Chuseok, Korea’s version of the American Thanksgiving, is this Saturday. Along with the Lunar New Year, it’s one of the biggest holidays of the year.
It’s deeply rooted in tradition, which makes it a really interesting holiday to an outsider. I love to ask my students about it. Instead of my typical “What did you do last weekend–I’ll give one point to each team that answers” I have now been asking, “What will you do for Chuseok; I’ll give one point to each team that answers.” (Seriously. Points to Korean kids are like crack to a junkie…just one more!!)
It’s a holiday where the beautiful saleswomen usually adorned in mini skirts and go-go boots at the big supermarket don beautiful Korean traditional dresses and sell plastic-wrapped gift sets of Spam, apples, and teas.
It’s a holiday where extended families come together, usually in the countryside of Korea, where most people still have roots. Young people these days live in the cities. But many grandparents still live in rural farming areas.
The children and any new brides dress in hanbok, traditional Korean dress. And families take trips to their ancestors’ burial sites, silent moss-covered mounds that arise like lumps from hidden hillsides, where families bow to their ancestors and bring gifts of rice and food and the occasional bottle of soju.
But for women, it is considered a “Labor Day,” as one young Korean wrote in my newsletter for foreigners, “Get in Gwangju.”
As a child, Chuseok always made me excited. Everything in Chuseok was enjoyable to me from sweet, half-moon shaped rice cake, ‘Songpyeon’ to games we family members played together. But mom told me, “Things will not be the same as now when you grow up”. I never understood what it meant, but now I do because I’m no longer waiting for Chuseok. I’m not that child who used to count days before Chuseok….
For many Korean women, the holiday is not about finding some time off, but about tiring themselves for others. Chuseok ,as one of the biggest national holidays, is not the exception. There are tons of things to do for women like preparing food for ancestral services, making tables for family and guests, doing dishes and cleaning rooms. Everything seems to be their duty. They’re doing chores nearly around the clock, because it was a Korean custom that males are not responsible for house chores. We even have a word ‘Chuseok syndrome’ for women who suffer from muscle pain after a hardwork(!).
Things changed a lot but Korea is a place where legacy still lives. Many think the same way as in the past, especially the elderly and men do. With certainty, Chuseok is a meaningful family reunion for Koreans.
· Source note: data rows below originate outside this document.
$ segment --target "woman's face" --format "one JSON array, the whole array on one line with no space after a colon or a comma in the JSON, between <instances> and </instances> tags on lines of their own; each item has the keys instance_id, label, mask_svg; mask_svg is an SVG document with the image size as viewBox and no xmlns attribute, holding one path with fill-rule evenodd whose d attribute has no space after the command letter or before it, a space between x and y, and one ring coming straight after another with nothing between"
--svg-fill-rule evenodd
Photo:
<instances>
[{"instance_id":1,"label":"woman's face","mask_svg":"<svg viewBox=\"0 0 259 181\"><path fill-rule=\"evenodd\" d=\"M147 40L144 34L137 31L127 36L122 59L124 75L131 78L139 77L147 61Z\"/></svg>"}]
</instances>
However, on women’s side, I’m not sure it is. Looking around me, I’m not the only one who’s not welcoming Chuseok with all my heart.
Luckily for me, I am not a Korean woman. Even luckier, I’m married to Whit. So we–the object of envy to our co-workers as they have told us time and time again–are heading to the second highest mountain in South Korea, Mount Jiri, for a weekend of hiking and camping with our friends, Rik and Sam.